L’album "L’or et le Sang" réussit le pari de mettre en lumière une époque oubliée de l’histoire de France servie d’un dessin et de dialogues intelligemment ficelés.
Deux hommes, un aristo en déconfiture et un Corse vigoureux, scellent un pacte au sortir de la Grande guerre. Celui de vivre. A l’aube des années folles, en quittant tout pour l’aventure, alors que se fissure le rêve colonial. Le tome 1 de L’or et le sang, publié aux éditions 12bis, nous plonge au cœur d’une des premières révoltes coloniales, au tournant des années 1920. A l’âge où la France, l’Angleterre et l’Espagne n’avaient plus toutes leurs dents pour finir de croquer le monde. Les marocains du Rif sonnent les premiers le tocsin de la révolte contre l’animal occidental. De quoi ouvrir à nos deux larrons le marché des armes pour équiper les insurgés.

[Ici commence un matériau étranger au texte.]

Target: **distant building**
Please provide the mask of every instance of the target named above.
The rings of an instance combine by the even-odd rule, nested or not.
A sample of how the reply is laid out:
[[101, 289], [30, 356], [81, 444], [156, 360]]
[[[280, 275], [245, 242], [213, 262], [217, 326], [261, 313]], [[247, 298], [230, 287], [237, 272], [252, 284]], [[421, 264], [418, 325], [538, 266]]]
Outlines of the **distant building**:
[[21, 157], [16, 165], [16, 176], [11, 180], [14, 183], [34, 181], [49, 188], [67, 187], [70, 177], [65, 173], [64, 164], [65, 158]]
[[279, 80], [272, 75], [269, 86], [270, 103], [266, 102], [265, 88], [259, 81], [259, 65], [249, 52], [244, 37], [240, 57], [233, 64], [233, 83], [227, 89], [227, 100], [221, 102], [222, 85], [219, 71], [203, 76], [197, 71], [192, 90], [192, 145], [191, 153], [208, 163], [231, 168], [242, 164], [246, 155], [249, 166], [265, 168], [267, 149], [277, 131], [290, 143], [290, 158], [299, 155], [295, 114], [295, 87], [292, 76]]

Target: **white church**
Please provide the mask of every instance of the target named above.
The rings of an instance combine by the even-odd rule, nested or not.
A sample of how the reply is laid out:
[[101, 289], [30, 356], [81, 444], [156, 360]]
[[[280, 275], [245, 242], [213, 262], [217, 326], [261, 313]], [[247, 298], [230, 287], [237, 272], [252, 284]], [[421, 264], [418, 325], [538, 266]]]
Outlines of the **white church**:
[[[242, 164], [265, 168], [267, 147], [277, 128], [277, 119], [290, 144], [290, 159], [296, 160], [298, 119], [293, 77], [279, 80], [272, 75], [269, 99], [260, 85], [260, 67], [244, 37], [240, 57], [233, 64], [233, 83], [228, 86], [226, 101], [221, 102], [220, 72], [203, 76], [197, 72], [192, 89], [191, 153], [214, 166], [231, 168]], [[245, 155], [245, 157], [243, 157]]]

Le scénario de Defrance Nury, aux dialogues réalistes et exaltés, porte le dessin aux traits fins et aux couleurs laquées de Merwan Chabane et Fabien Bedouel à une forme de roman de la bande dessinée. L’histoire se creuse lentement comme un puits avec une aiguille. On suit l’évolution d’une relation de frères d’armes à celle de frères de sang liés par un pacte de dévorer la vie ensemble. L’or et le sang signe un équilibre de la plume et du crayon, une fresque historique qui nous emmène de Corse à Paris, de Marseille au Djebel, de l’horreur de la guerre à l’insouciance des rades parisiens. A l’étrange poésie.